A nossa atuação como Terapeutas e/ou Analistas faz-nos deparar com uma série de
situações que nos exigem certas atitudes ou ações que levem em conta uma série de
princípios e de regras que convencionamos chamar de regras éticas e que estão
parcialmente objetivadas nos diversos códigos de conduta referentes ao atendimento do
paciente e à pesquisa clínica. Na verdade devemos lembrar antes de mais nada a diferença
conceitual entre Ética e Moral.
A palavra Ética vem do grego ethos, e tem a ver com costume, caráter, conduta, enquanto
que moral vem do latim mores, e está mais relacionada com o sistema de valores de uma
dada sociedade, em uma dada época. Dessa forma seria mais adequado nos referirmos a
regras morais, quando falamos de normas de conduta profissional.

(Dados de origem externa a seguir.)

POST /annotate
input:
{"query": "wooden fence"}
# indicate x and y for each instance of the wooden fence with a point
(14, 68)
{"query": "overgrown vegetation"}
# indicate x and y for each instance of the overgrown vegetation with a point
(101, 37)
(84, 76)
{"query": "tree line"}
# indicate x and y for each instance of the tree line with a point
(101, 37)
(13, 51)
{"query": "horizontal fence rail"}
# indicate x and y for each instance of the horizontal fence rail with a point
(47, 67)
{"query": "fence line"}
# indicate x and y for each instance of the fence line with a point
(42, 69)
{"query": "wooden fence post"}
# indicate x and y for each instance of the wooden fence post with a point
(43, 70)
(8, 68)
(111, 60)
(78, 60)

Grande parte destas regras está escrita nos chamados códigos de ética de diversas
corporações profissionais. Na prática médica temos, por exemplo, o Código de Ética
Médica, elaborado pelo conselho federal de medicina, referendado pelos diversos
conselhos regionais de medicina, de acordo com cada estado da Federação. Os psicólogos
também têm o seu Conselho de Ética, assim como as demais profissões ligadas á saúde:
Fisioterapia, Terapia Ocupacional, Fonoaudiologia, etc.
A diversidade e sutileza das situações clínicas, somadas à complexidade dos
relacionamentos interpessoais, à variabilidade individual (seja do paciente ou do terapeuta)

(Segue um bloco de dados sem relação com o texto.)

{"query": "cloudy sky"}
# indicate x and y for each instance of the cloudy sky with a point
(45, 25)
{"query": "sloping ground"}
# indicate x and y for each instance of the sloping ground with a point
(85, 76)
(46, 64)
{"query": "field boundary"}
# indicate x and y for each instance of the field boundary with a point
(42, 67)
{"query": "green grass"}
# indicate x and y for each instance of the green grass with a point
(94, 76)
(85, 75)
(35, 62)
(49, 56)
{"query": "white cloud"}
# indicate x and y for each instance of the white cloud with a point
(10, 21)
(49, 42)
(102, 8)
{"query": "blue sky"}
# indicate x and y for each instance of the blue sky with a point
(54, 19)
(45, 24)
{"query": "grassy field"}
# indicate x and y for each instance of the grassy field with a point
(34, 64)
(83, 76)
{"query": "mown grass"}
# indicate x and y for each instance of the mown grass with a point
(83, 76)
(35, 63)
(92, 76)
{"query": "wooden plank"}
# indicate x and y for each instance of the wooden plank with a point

e às diferentes circunstâncias e fatores que influenciam o processo terapêutico, no entanto,
fazem com que nem sempre as regras de conduta ética sejam suficientes para orientar o
terapeuta ou o analista quanto à melhor conduta com determinado paciente, ou em
determinadas circunstâncias. Por isto, nos cursos de formação e especialização, há a
necessidade de se criar espaço para uma reflexão mais aprofundada dos dilemas éticos a
que as profissões de ajuda estão submetidas.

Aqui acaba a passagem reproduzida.